Non è una ruota che si inceppa, ma un passo maldestro, che fa finire la professoressa lunga e distesa, un po’ come la vispa Teresa, davanti ai suoi studenti. Da quel momento la geometria quotidiana conosce un continuo smottamento tellurico. Tutte le prospettive vengono meno. Nella testa di Rita si accavallano sensazioni, desideri mal sopiti, sperimentazioni. Si amalgamano fra di loro una serie di sentimenti che appartengono a tutti gli esseri umani e non ai criceti e la metamorfosi che spinge una donna di mezza età a prendere finalmente coscienza con il proprio corpo e, nonostante lo sforzo mentale anche con il proprio io, determina il leight motiv (in questo caso anglofonismo voluta) su cui si basa la storia. Descrivere il turbamento, dare voce a storie che non vorremmo vivere, fatte di mediocrità silente, di isolamento dalla centricità di tutti gli stereotipi su cui si basa la nouvelle vogue (e qui ritorniamo al francese) è anacronistico. In ambito letterario ancora di più, visto che il mercato è saturo di bambini deportati, di mestieranti mediorientali e di sessualità fasciata da corpetti da dominatori. Cecchini è probabilmente un maestro d’ascia. Scarica sulle pagine la forza da boscaiolo e separa il frivolo dall’essenziale.

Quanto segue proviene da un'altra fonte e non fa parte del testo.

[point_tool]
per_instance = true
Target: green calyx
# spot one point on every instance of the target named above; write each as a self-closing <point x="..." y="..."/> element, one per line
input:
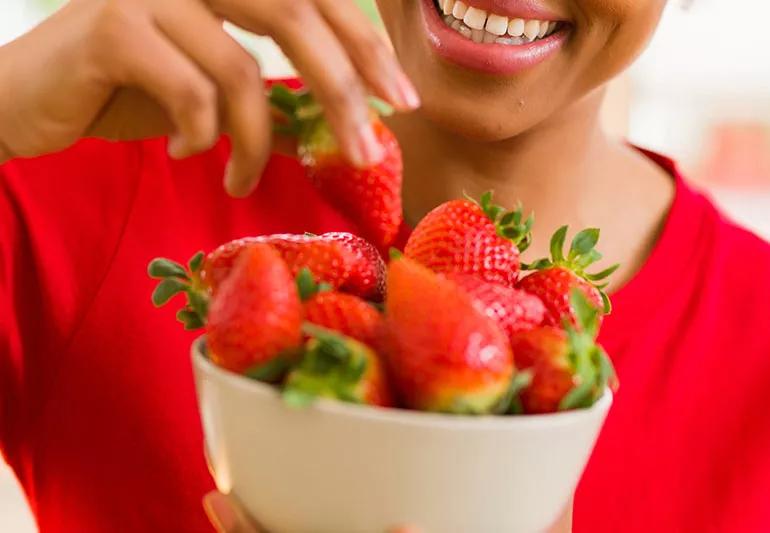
<point x="303" y="117"/>
<point x="332" y="366"/>
<point x="510" y="225"/>
<point x="177" y="279"/>
<point x="590" y="363"/>
<point x="307" y="286"/>
<point x="582" y="254"/>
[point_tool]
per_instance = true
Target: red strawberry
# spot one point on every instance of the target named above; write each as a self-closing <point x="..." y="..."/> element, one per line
<point x="256" y="315"/>
<point x="443" y="353"/>
<point x="340" y="259"/>
<point x="346" y="314"/>
<point x="329" y="261"/>
<point x="514" y="310"/>
<point x="335" y="366"/>
<point x="464" y="237"/>
<point x="569" y="370"/>
<point x="367" y="273"/>
<point x="554" y="278"/>
<point x="370" y="197"/>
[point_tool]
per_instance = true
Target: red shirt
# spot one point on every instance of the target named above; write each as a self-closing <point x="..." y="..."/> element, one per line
<point x="97" y="410"/>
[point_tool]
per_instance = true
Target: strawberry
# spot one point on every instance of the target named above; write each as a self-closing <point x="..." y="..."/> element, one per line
<point x="336" y="366"/>
<point x="443" y="353"/>
<point x="342" y="260"/>
<point x="367" y="273"/>
<point x="346" y="314"/>
<point x="255" y="316"/>
<point x="465" y="237"/>
<point x="329" y="261"/>
<point x="514" y="310"/>
<point x="554" y="278"/>
<point x="370" y="197"/>
<point x="569" y="370"/>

"La caduta" è un lavoro ben costruito. Con una fase di progettazione attenta che ha permesso all’autore di entrare nel personaggio, di viverlo e poi di farlo vivere. L’ambientazione è quasi teatrale. Si respira l’aria della prosa di De Filippo e si resta vinavillati (neologismo non presente all’accademia della crusca) a un racconto che si fa incalzante e che sviluppa nel lettore una forma di affetto, verso una Rita qualunque, che inevitabilmente finisce con l’assumere voce e movenze di chi abbiamo incontrato, magari ogni giorno, senza renderci conto che si trattava di una persona e non di un criceto.

 

La caduta – di Gabriele Cecchini. Ed. La Gru

Per una buona lettura, post stress festaiolo, si consiglia di riempire la vasca da bagno con oli essenziali di cedro del libano. Posare sul bordo una tazza di Tisana ottenuta miscelando foglie di Ortica e fiori di betulla.